Melgan nodded. “Yes, and had long black hair.”
“I don’t know...That’s what I said before but, I’m not sure now. This isn’t the man. I saw his face clearly and this isn’t him.”
The witness put a hand to his forehead, rubbing the side of his face. He looked at Carryn, but wouldn’t look at Maralt again.
“Very well,” Melgan Lon said, but he was looking at Maralt along the left side where he had his arm clamped down on the hilt of Dain’s sword to keep it from falling. Carryn saw that his robe had opened, showing a flash of the blade when he moved to cover his head again.
“There’s nothing there,” Maralt told him in his head.
Carryn was frightened by how easy it was for Maralt to enter the mind of a non-telepath. It seemed almost second nature to him, as if he’d had years of practice when she knew he hadn’t had any. It wasn’t something he should do at all.

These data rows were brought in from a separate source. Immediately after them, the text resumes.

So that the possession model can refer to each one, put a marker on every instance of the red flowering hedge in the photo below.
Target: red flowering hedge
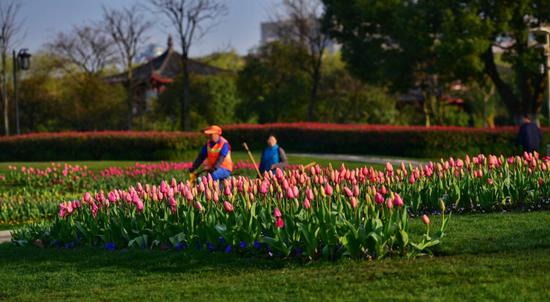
(415, 141)
(412, 141)
(107, 145)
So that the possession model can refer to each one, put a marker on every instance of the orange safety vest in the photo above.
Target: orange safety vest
(213, 153)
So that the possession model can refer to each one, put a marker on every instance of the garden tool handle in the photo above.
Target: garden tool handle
(252, 159)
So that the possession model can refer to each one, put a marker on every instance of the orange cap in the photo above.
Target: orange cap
(213, 130)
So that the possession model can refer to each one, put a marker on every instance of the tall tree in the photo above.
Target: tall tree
(85, 49)
(10, 27)
(127, 28)
(191, 19)
(465, 40)
(300, 21)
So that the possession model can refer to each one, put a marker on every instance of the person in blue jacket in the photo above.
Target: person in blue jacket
(273, 156)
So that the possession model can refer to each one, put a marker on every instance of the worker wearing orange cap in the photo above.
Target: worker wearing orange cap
(215, 155)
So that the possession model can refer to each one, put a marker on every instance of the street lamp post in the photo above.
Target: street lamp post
(545, 31)
(21, 61)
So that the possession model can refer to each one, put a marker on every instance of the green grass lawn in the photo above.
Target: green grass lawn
(99, 165)
(485, 257)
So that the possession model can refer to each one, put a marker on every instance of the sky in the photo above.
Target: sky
(240, 29)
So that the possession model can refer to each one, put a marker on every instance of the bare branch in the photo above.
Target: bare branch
(192, 19)
(127, 29)
(84, 47)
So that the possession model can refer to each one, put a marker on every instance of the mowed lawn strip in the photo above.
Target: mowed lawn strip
(498, 256)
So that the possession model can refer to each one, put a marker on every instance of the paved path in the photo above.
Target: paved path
(5, 236)
(370, 159)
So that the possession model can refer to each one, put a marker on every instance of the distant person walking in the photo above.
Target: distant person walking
(273, 156)
(529, 136)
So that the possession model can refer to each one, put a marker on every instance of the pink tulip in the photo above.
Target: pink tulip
(389, 203)
(277, 213)
(356, 191)
(228, 207)
(389, 167)
(216, 196)
(328, 190)
(309, 193)
(227, 191)
(398, 201)
(87, 197)
(307, 204)
(354, 202)
(348, 192)
(378, 198)
(289, 193)
(425, 219)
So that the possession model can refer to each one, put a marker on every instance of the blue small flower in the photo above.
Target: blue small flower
(111, 246)
(180, 246)
(257, 245)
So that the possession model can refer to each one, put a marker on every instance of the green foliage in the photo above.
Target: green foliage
(273, 85)
(52, 101)
(406, 42)
(228, 60)
(216, 100)
(348, 100)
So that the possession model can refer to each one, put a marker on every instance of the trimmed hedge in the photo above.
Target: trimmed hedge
(408, 141)
(108, 145)
(294, 137)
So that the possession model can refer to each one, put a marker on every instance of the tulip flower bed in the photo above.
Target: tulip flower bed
(30, 194)
(312, 214)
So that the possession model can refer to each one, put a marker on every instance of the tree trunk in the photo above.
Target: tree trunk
(130, 94)
(313, 97)
(315, 80)
(505, 91)
(5, 96)
(185, 100)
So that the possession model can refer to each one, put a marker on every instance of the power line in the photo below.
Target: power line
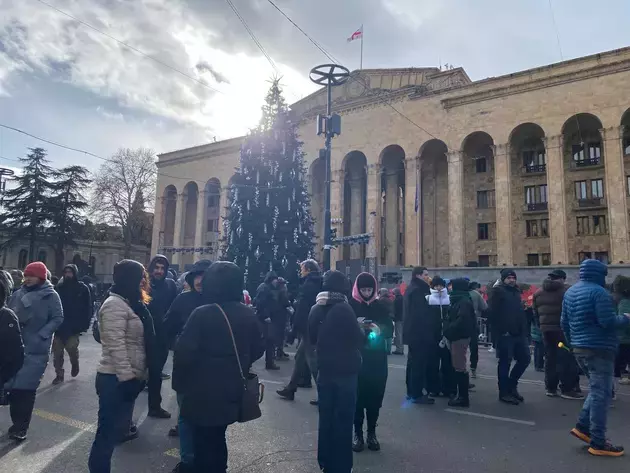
(252, 35)
(132, 48)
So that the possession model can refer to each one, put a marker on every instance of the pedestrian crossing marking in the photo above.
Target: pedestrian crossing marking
(77, 424)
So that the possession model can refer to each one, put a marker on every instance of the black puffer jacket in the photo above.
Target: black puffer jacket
(205, 367)
(547, 304)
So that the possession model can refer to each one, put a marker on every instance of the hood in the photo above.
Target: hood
(223, 282)
(198, 268)
(159, 259)
(593, 271)
(552, 285)
(364, 280)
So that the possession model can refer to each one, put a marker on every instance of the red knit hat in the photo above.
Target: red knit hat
(37, 269)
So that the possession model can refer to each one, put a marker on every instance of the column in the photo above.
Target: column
(456, 248)
(200, 223)
(502, 192)
(411, 242)
(557, 200)
(392, 217)
(179, 225)
(615, 194)
(157, 239)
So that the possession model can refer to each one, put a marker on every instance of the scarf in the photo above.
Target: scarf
(329, 297)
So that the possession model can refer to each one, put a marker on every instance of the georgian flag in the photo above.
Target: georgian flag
(358, 34)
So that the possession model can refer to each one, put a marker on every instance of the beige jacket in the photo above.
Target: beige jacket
(122, 339)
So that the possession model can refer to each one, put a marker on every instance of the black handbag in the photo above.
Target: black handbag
(253, 389)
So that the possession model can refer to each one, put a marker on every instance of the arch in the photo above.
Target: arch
(212, 213)
(22, 259)
(189, 228)
(317, 174)
(433, 204)
(392, 160)
(583, 140)
(169, 207)
(354, 201)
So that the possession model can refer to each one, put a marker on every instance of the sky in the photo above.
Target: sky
(65, 82)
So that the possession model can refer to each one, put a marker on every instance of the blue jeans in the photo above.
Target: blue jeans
(113, 422)
(599, 371)
(511, 348)
(337, 404)
(186, 438)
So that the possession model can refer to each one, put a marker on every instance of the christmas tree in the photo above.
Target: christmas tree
(268, 224)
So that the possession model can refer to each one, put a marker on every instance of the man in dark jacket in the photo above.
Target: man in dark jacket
(509, 325)
(560, 366)
(163, 293)
(11, 347)
(334, 331)
(418, 335)
(206, 369)
(398, 322)
(305, 358)
(590, 324)
(77, 314)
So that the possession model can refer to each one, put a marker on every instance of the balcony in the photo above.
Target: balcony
(595, 202)
(535, 168)
(536, 207)
(586, 163)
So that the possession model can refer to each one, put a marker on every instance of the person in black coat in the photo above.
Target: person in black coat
(11, 346)
(76, 300)
(377, 323)
(418, 335)
(163, 293)
(305, 357)
(338, 338)
(459, 328)
(205, 367)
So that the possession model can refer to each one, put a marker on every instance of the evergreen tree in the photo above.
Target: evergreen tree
(69, 202)
(28, 207)
(268, 223)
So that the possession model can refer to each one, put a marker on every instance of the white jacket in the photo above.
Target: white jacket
(122, 339)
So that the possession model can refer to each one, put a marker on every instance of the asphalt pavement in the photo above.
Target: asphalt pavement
(489, 437)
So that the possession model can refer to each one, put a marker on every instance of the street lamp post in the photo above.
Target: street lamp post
(330, 75)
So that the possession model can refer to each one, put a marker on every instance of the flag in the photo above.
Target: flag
(358, 34)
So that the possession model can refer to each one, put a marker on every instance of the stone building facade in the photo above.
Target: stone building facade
(531, 168)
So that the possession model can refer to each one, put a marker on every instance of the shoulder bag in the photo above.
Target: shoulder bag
(253, 389)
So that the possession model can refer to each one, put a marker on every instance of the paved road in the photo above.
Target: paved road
(487, 438)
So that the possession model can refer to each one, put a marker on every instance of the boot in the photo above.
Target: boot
(372, 442)
(358, 445)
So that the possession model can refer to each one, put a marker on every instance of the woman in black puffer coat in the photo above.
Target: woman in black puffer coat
(378, 325)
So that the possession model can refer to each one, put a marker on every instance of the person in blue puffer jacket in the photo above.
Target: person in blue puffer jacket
(589, 322)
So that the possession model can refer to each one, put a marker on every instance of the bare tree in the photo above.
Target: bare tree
(124, 191)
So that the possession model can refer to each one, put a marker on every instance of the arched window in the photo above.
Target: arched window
(22, 259)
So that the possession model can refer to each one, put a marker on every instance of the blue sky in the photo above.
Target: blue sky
(64, 82)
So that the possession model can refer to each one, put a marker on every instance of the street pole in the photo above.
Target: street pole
(330, 75)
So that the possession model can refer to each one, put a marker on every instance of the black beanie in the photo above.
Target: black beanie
(506, 273)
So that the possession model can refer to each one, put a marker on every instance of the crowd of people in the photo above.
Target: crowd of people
(345, 332)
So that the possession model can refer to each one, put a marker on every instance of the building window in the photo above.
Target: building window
(599, 225)
(531, 228)
(584, 227)
(546, 259)
(602, 256)
(544, 227)
(22, 259)
(485, 199)
(483, 231)
(532, 259)
(597, 188)
(581, 190)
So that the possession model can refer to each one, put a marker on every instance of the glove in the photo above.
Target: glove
(130, 389)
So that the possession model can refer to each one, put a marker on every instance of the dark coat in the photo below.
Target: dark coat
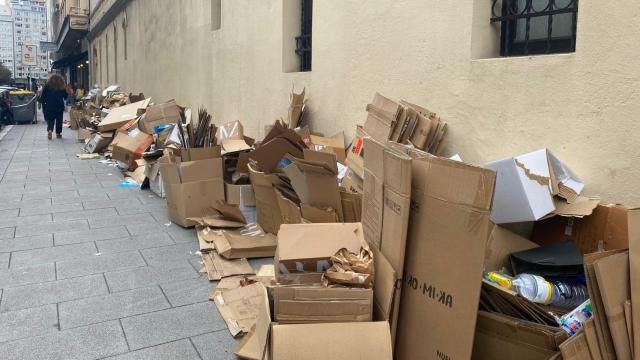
(52, 100)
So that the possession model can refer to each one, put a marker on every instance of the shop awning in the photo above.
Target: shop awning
(69, 60)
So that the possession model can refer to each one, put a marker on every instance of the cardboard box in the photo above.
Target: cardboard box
(576, 348)
(612, 273)
(314, 304)
(634, 269)
(606, 228)
(268, 211)
(355, 153)
(84, 134)
(119, 116)
(499, 336)
(306, 248)
(526, 185)
(98, 142)
(192, 188)
(161, 114)
(242, 195)
(385, 214)
(360, 340)
(334, 145)
(599, 315)
(128, 149)
(314, 179)
(448, 231)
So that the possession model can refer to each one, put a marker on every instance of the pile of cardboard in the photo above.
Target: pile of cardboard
(378, 241)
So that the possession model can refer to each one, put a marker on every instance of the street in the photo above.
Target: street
(90, 270)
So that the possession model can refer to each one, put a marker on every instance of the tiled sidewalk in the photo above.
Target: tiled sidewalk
(90, 271)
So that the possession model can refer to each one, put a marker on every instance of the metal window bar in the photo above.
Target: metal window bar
(521, 20)
(303, 42)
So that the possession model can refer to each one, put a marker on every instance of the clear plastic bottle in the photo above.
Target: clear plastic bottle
(560, 293)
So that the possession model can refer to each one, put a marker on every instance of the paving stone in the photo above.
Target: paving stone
(53, 292)
(170, 254)
(114, 306)
(218, 345)
(4, 260)
(99, 264)
(24, 230)
(181, 349)
(102, 204)
(150, 228)
(84, 343)
(87, 198)
(28, 322)
(191, 291)
(51, 195)
(39, 209)
(25, 220)
(172, 324)
(85, 214)
(74, 237)
(120, 220)
(53, 254)
(26, 243)
(149, 275)
(134, 243)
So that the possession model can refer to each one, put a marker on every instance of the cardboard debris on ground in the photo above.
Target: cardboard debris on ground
(307, 248)
(359, 340)
(245, 242)
(192, 187)
(612, 273)
(599, 315)
(160, 114)
(218, 267)
(448, 231)
(499, 336)
(121, 115)
(311, 304)
(88, 156)
(239, 307)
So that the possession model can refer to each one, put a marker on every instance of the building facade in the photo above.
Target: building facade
(6, 38)
(30, 28)
(70, 24)
(504, 90)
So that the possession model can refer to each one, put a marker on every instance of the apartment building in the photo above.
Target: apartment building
(505, 84)
(6, 38)
(30, 28)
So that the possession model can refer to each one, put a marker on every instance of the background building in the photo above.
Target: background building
(238, 58)
(70, 24)
(6, 38)
(30, 28)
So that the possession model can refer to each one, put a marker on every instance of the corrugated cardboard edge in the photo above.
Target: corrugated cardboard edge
(634, 270)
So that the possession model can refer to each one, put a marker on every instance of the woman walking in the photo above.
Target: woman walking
(53, 97)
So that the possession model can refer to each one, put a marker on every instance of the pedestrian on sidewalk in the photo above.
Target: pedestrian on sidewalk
(53, 97)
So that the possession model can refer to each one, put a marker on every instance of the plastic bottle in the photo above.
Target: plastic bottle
(560, 293)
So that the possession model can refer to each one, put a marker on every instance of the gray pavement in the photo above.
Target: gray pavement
(91, 271)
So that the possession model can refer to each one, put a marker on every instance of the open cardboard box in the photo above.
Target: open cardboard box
(305, 249)
(192, 187)
(527, 186)
(356, 340)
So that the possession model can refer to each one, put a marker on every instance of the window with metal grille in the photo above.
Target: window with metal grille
(531, 27)
(303, 42)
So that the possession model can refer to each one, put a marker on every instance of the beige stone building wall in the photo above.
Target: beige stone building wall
(584, 106)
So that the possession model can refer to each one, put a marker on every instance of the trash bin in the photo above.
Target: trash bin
(24, 105)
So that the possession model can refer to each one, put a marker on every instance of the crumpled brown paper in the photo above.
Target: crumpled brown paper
(350, 269)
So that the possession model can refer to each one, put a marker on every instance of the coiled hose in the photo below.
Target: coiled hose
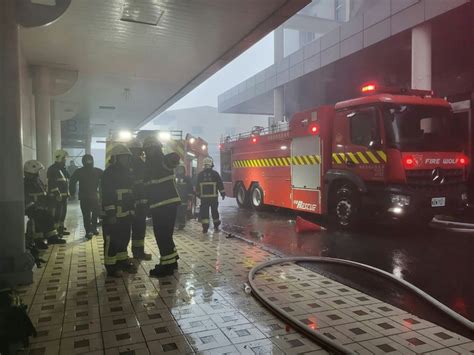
(321, 339)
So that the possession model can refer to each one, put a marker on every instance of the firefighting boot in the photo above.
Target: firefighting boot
(139, 254)
(41, 245)
(56, 240)
(163, 270)
(63, 231)
(114, 271)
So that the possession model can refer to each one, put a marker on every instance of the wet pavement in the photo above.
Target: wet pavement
(439, 262)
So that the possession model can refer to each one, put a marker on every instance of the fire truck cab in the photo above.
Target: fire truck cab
(389, 153)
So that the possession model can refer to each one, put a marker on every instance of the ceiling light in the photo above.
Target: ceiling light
(145, 13)
(125, 135)
(164, 136)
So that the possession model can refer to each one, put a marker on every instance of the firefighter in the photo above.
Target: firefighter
(118, 210)
(139, 220)
(163, 200)
(186, 193)
(209, 185)
(58, 189)
(36, 206)
(89, 179)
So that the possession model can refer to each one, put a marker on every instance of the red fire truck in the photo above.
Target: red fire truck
(390, 152)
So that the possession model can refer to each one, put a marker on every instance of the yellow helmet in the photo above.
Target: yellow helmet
(208, 162)
(60, 155)
(33, 167)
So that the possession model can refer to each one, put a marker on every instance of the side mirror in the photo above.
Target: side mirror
(375, 144)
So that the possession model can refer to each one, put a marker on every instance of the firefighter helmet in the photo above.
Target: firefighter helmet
(60, 155)
(208, 162)
(33, 167)
(151, 141)
(134, 144)
(120, 149)
(87, 159)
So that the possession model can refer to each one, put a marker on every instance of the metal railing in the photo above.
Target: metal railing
(257, 131)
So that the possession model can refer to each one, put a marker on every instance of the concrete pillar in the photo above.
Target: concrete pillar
(278, 93)
(15, 263)
(421, 57)
(55, 130)
(88, 147)
(41, 84)
(56, 135)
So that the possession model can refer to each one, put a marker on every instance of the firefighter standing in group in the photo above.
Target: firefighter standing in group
(58, 189)
(209, 185)
(163, 201)
(118, 210)
(36, 206)
(139, 220)
(89, 179)
(186, 193)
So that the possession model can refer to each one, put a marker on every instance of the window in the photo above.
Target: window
(364, 127)
(196, 130)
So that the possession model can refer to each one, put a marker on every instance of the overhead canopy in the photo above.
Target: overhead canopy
(135, 58)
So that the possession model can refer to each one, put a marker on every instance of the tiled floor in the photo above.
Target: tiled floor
(203, 308)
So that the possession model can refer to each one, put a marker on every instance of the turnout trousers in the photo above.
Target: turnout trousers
(206, 204)
(164, 218)
(116, 239)
(138, 233)
(182, 215)
(90, 213)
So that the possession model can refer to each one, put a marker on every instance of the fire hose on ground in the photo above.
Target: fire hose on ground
(321, 339)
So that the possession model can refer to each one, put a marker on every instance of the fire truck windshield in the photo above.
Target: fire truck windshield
(421, 128)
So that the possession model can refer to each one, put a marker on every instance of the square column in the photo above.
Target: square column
(15, 263)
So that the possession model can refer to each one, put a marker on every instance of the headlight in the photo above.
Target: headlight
(400, 200)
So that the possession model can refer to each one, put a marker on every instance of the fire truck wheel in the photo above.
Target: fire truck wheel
(346, 206)
(241, 196)
(256, 197)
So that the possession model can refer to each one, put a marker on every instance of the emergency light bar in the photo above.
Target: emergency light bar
(373, 88)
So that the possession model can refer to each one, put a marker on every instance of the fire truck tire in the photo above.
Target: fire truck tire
(256, 197)
(241, 195)
(345, 206)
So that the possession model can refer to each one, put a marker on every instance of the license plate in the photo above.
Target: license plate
(438, 202)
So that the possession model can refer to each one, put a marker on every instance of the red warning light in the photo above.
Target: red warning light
(409, 162)
(314, 129)
(368, 88)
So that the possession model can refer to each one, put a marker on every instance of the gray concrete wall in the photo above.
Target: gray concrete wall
(28, 127)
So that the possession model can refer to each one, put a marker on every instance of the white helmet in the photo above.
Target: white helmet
(120, 149)
(208, 162)
(60, 155)
(134, 143)
(33, 167)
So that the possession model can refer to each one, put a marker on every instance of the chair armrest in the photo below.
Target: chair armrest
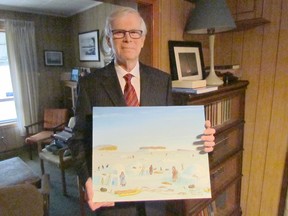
(35, 123)
(61, 154)
(57, 127)
(27, 127)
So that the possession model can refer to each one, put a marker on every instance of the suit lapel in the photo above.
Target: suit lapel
(112, 86)
(145, 85)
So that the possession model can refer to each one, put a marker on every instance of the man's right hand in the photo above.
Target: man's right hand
(89, 192)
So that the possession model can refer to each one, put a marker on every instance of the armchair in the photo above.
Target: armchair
(60, 158)
(54, 120)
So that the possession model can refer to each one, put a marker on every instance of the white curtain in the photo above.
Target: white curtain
(23, 68)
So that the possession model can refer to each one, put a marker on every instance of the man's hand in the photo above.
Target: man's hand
(208, 137)
(89, 192)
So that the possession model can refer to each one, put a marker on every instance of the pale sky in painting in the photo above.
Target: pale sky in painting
(129, 128)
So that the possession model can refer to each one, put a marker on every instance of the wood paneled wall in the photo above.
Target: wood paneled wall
(263, 56)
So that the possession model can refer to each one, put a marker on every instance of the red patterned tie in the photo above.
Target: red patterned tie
(129, 92)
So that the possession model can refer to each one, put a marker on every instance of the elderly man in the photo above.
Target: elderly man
(124, 82)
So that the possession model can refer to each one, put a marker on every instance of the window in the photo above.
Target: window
(7, 104)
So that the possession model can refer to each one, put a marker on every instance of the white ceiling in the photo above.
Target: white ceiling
(63, 8)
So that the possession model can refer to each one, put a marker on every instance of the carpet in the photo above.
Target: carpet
(60, 205)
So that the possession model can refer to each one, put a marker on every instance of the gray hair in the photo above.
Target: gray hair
(119, 13)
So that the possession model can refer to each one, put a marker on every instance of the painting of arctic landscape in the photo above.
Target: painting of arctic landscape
(149, 153)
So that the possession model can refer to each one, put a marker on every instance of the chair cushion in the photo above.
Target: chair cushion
(49, 156)
(41, 136)
(23, 199)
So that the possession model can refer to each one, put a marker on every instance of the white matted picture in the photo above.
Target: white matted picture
(186, 60)
(89, 46)
(149, 153)
(53, 58)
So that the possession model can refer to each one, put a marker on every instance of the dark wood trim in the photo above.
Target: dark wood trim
(284, 188)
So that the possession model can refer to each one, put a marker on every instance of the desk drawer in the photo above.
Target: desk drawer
(226, 172)
(227, 144)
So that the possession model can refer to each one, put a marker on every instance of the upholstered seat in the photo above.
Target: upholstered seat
(54, 120)
(61, 159)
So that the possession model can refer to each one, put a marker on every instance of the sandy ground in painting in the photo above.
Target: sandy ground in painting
(150, 175)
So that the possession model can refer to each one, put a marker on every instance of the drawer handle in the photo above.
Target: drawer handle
(222, 140)
(217, 172)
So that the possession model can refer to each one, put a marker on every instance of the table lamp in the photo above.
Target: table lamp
(210, 17)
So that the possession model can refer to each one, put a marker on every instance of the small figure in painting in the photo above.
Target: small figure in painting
(122, 179)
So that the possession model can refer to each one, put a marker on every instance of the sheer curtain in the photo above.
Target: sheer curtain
(23, 68)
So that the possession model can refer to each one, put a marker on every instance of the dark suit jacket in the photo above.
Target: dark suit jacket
(102, 88)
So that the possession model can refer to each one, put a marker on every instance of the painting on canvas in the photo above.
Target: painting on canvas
(149, 153)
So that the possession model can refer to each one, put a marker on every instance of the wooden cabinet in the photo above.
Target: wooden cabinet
(225, 109)
(247, 13)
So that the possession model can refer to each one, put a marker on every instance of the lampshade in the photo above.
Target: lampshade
(210, 14)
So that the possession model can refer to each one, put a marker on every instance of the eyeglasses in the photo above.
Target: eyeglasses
(119, 34)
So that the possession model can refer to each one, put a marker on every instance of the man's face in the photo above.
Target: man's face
(127, 48)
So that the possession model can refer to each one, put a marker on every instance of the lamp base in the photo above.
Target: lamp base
(213, 79)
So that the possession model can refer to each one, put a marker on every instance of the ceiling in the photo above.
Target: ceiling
(64, 8)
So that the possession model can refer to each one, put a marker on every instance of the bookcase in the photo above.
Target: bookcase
(225, 109)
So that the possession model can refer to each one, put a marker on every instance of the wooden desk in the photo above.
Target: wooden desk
(15, 171)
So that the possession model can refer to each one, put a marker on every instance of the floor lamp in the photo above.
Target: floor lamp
(210, 17)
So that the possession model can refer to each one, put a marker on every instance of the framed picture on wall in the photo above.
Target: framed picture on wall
(89, 46)
(53, 58)
(186, 60)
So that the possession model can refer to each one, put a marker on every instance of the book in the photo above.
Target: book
(224, 67)
(188, 83)
(195, 90)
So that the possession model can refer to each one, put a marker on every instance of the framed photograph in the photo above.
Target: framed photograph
(186, 60)
(89, 46)
(53, 58)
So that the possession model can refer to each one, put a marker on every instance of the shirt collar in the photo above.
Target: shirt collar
(135, 71)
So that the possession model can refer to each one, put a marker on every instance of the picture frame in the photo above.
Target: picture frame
(89, 46)
(186, 60)
(53, 58)
(153, 165)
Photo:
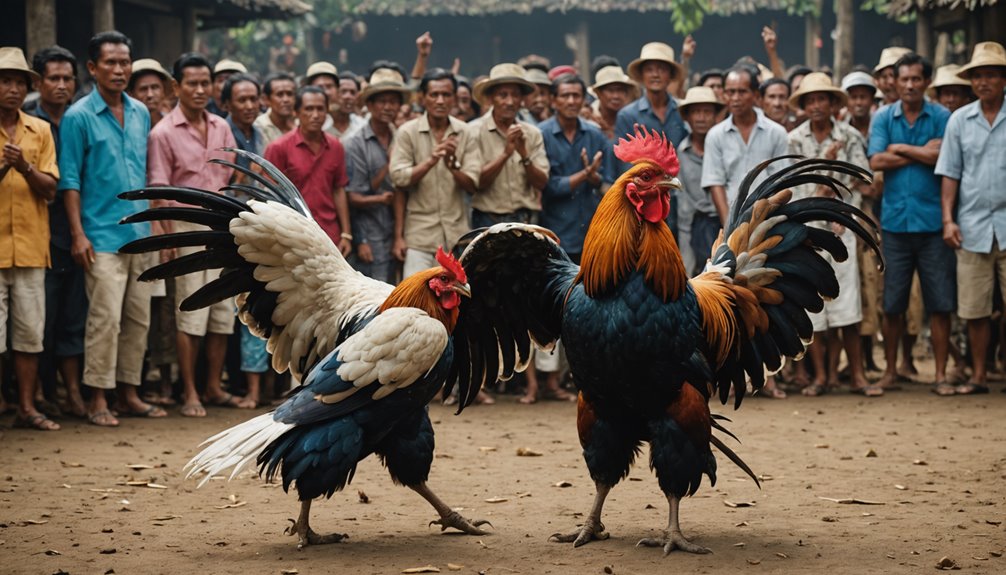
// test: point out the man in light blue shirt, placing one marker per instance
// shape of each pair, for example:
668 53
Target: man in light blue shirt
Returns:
973 165
103 152
904 143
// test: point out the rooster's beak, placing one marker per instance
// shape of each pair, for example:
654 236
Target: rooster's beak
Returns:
462 289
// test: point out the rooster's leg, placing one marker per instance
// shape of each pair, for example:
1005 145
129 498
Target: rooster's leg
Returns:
305 535
449 517
673 538
592 529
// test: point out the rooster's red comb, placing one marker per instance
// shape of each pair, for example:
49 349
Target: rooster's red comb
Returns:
450 263
652 146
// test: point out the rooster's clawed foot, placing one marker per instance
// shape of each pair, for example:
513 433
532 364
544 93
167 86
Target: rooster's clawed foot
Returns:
306 536
674 541
592 530
455 520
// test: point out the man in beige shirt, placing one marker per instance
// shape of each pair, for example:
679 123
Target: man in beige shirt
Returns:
435 161
516 167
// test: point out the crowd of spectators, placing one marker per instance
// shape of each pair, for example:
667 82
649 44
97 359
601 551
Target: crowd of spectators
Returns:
394 165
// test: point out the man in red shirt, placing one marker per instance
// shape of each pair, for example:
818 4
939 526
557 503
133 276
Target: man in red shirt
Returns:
316 163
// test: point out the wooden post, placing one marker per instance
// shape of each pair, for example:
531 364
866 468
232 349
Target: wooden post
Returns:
40 21
105 16
844 42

“It’s a string of silver beads hanging from the belt. Initiates get them when they pass their scripture evaluations.”
Melgan reached down, picking up the line of beads, perilously close to revealing the sword, but he only frowned after looking at them, watching the light hit them. He nodded abruptly and let them fall.
Satisfied, the Lord Chancellor and the High Bishop walked away together. Melgan stood for a moment longer before he too turned. Carryn kept her breath pent up until they were all well around the corner, and their voices receding into the distance.
Carryn stood for a time without moving, recovering from fear they’d be caught and now afraid Maralt would carry out the High Bishop’s demand to take her memory when she didn’t feel it was necessary. At the same time, she didn’t know what was going to happen now that Dain was taken. She kept waiting for something horrific to come, and when it didn’t, she didn’t understand it.